# Basic NLP
  * Reading and processing language data
  * Segmenting text
  * Calculating word frequencies and idf weights

* Exercises are based on tweets downloaded using Twitter API. Both Finnish and English tweets are available, you are free to choose which language you want to work with.

> Finnish: http://dl.turkunlp.org/intro-to-nlp/finnish-tweets-sample.jsonl.gz

> English: http://dl.turkunlp.org/intro-to-nlp/english-tweets-sample.jsonl.gz

* Both files include 10,000 tweets.


## 1) Read tweets in Python

* Download the file, and read the data in Python
* **The outcome** is a list of tweets, where each tweet is a dictionary including different (key, value) pairs

In [44]:
# import packages
import gzip
import urllib.request
import json

# download and read data
data = urllib.request.urlopen("http://dl.turkunlp.org/intro-to-nlp/english-tweets-sample.jsonl.gz")
with gzip.open(data, 'rb') as f:
  res = [json.loads(jline) for jline in f.read().splitlines()]

## 2) Extract texts from the tweet jsons

* Extract the actual text field for each tweet.
* **The outcome** is a list of tweets, where each tweet is a string.

In [46]:
tweets = []
# Extract text from each line
for i in res:
  tweets.append(i["text"])


## 3) Segment tweets

* Segment tweets using the UDPipe machine learned model.

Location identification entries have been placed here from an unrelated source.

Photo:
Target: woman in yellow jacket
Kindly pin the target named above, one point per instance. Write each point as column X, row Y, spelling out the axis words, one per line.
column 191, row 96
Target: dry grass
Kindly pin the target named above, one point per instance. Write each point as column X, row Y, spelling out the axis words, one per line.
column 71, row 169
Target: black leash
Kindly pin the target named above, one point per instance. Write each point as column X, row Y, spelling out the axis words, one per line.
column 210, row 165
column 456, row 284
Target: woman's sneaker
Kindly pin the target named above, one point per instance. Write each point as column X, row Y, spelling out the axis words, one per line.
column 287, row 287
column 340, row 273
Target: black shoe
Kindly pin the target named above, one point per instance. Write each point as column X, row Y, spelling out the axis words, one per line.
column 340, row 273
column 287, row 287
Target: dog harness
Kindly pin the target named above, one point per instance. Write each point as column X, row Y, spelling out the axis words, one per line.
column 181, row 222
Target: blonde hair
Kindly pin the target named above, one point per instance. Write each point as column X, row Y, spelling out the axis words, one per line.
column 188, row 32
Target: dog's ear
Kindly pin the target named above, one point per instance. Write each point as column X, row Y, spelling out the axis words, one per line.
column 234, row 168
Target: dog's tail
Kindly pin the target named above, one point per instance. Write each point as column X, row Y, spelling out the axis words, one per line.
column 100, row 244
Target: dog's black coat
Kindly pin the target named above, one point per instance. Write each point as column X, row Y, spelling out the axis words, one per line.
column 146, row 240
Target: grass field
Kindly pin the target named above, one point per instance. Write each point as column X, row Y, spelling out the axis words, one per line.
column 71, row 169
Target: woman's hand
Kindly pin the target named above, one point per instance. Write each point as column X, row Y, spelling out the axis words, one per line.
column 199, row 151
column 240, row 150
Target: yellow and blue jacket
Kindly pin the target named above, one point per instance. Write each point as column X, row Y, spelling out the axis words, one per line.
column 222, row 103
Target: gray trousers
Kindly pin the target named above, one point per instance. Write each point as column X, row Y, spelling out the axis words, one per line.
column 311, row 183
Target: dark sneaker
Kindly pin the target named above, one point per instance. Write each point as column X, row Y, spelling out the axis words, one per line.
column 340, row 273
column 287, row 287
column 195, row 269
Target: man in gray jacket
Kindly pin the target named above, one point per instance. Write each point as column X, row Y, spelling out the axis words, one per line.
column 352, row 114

> English model: https://github.com/TurkuNLP/intro-to-nlp/raw/master/Data/en.segmenter.udpipe

> Finnish model: https://github.com/TurkuNLP/intro-to-nlp/raw/master/Data/fi.segmenter.udpipe


* **The output** is a list of segmented tweets, where each tweet is a string.

In [None]:
# Import packages
!wget -nc https://github.com/TurkuNLP/intro-to-nlp/raw/master/Data/en.segmenter.udpipe
!pip3 install ufal.udpipe
import ufal.udpipe as udpipe

# Define model and pipeline
model = udpipe.Model.load("en.segmenter.udpipe")
pipeline = udpipe.Pipeline(model, "tokenize", "none", "none", "horizontal")

# Apply model to each line and append to a list
seg_doc = []
for i in range(0,len(tweets)):
  seg_doc.append(pipeline.process(tweets[i]))

# Print to check output
print(seg_doc)

## 4) Calculate word frequencies

* Calculate a word frequency list (how many times each word appears) based on the tweets. 
* Calculate the size of the vocabulary (how many unique words there are).
* **The output** is a sorted list of X most common words and their frequencies, and the number of unique words in the data.

In [48]:
from collections import Counter
import nltk
nltk.download('stopwords')
from nltk.corpus import stopwords

# Initiate counter
token_counter = Counter()
# Loop through each line and split words, adding to the counter as we go
for i in range(0,len(seg_doc)):
  tokens = seg_doc[i].split()
  token_counter.update(tokens)

#filtered = []
#punct = '. , : ( ) ! ? " = & - ; ... \\ '.split() 
#for word, count in token_counter.most_common(100):
#  if word.lower() in stopwords.words("english") or word in punct:
#    continue
#  filtered.append((word, count))


print("Most common tokens:", token_counter.most_common(20))
print("Unique words:", len(token_counter))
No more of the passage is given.